Thompson's comments came almost a month after the June 19 deadline set by Carper and Democratic Sen. Kamala Harris of California for the former Census Bureau director to provide an explanation about the decision to not add sexual orientation and gender identity as a proposed topic for the American Community Survey.

"I'm concerned by the lack of information about the Department of Justice's decision-making role and influence on topics considered in the American Community Survey and the 2020 Census," Carper said in a written statement, referring to the Census Bureau missing the deadline for a response. "It's troubling that the bureau has yet to provide a response to my letter with Sen. Harris, yet another example of this administration's blatant disregard for Congressional authority to conduct oversight."
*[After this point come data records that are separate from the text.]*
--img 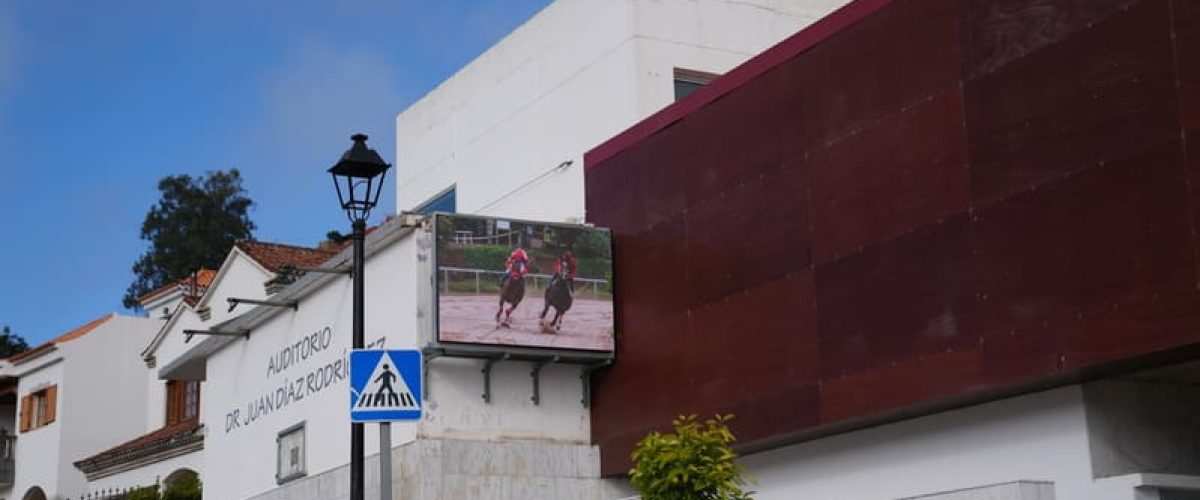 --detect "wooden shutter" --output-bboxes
[38,385,59,426]
[167,380,184,426]
[20,394,34,432]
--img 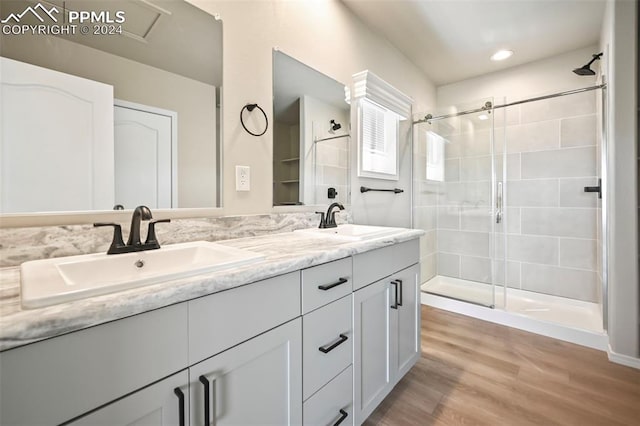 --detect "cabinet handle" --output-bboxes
[173,388,185,426]
[395,280,403,306]
[333,409,349,426]
[318,278,349,291]
[318,334,348,354]
[391,281,398,309]
[198,375,211,426]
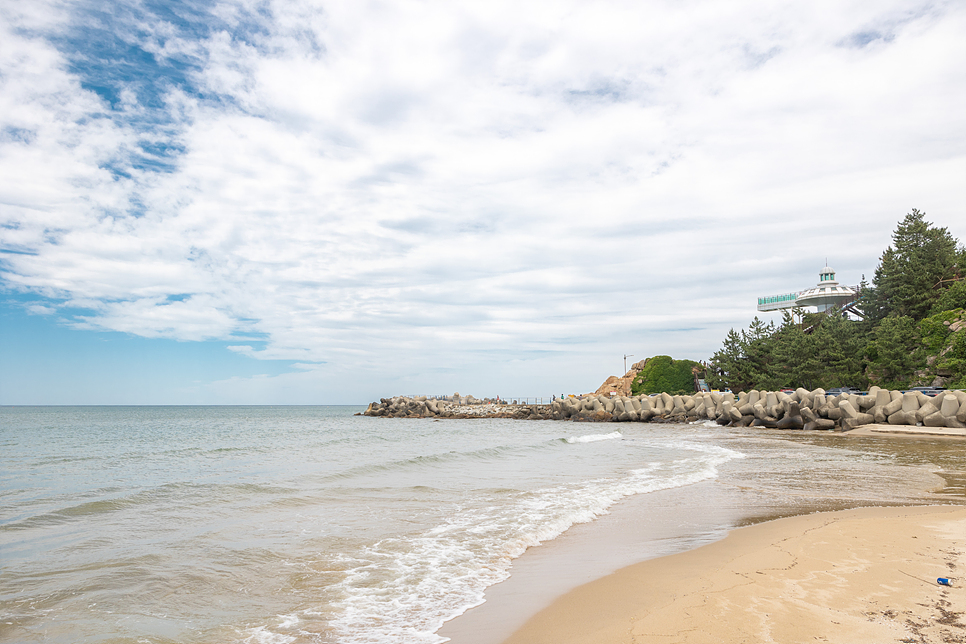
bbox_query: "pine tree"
[869,209,963,322]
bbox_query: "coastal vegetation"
[631,356,701,396]
[707,209,966,391]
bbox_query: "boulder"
[776,401,805,429]
[916,400,939,427]
[922,411,955,427]
[804,418,835,431]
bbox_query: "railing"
[758,291,804,311]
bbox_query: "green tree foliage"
[929,280,966,315]
[868,209,963,322]
[759,311,822,389]
[867,315,923,389]
[631,356,700,396]
[707,316,775,392]
[707,210,966,392]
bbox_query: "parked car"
[825,387,862,396]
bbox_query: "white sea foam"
[322,432,742,644]
[564,432,623,444]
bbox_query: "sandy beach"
[507,506,966,644]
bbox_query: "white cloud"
[0,1,966,400]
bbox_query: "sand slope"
[508,506,966,644]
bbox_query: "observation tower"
[758,265,859,313]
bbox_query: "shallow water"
[0,407,963,644]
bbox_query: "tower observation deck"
[758,266,859,312]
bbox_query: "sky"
[0,0,966,405]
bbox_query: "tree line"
[706,209,966,392]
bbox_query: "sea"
[0,406,966,644]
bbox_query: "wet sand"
[506,506,966,644]
[439,431,966,644]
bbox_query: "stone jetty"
[363,394,551,420]
[364,387,966,431]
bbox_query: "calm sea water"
[0,407,962,644]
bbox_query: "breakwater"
[364,387,966,431]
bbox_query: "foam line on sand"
[507,506,966,644]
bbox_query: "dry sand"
[507,506,966,644]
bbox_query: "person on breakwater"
[364,387,966,435]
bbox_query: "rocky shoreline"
[363,387,966,431]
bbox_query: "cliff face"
[593,358,648,396]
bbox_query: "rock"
[804,418,835,431]
[776,402,805,429]
[829,400,859,418]
[922,411,946,427]
[916,400,939,423]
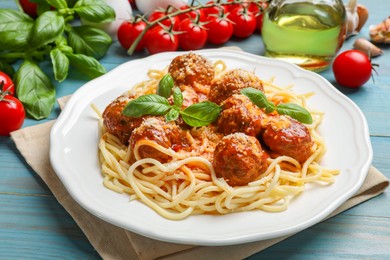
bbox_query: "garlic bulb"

Both Harris, whose office has not responded to NPR's inquiry, and Carper are members of the Senate Homeland Security and Governmental Affairs Committee, which has oversight of the Census Bureau.

Some LGBT advocates have raised concerns that the Trump administration is trying to stop federal agencies from collecting data on the LGBT community.

Thompson says that's not true.

"I can honestly say that the White House never contacted the Census Bureau about that at all," Thompson said, referring to the Trump administration. "It was all between the Census Bureau and the different agencies."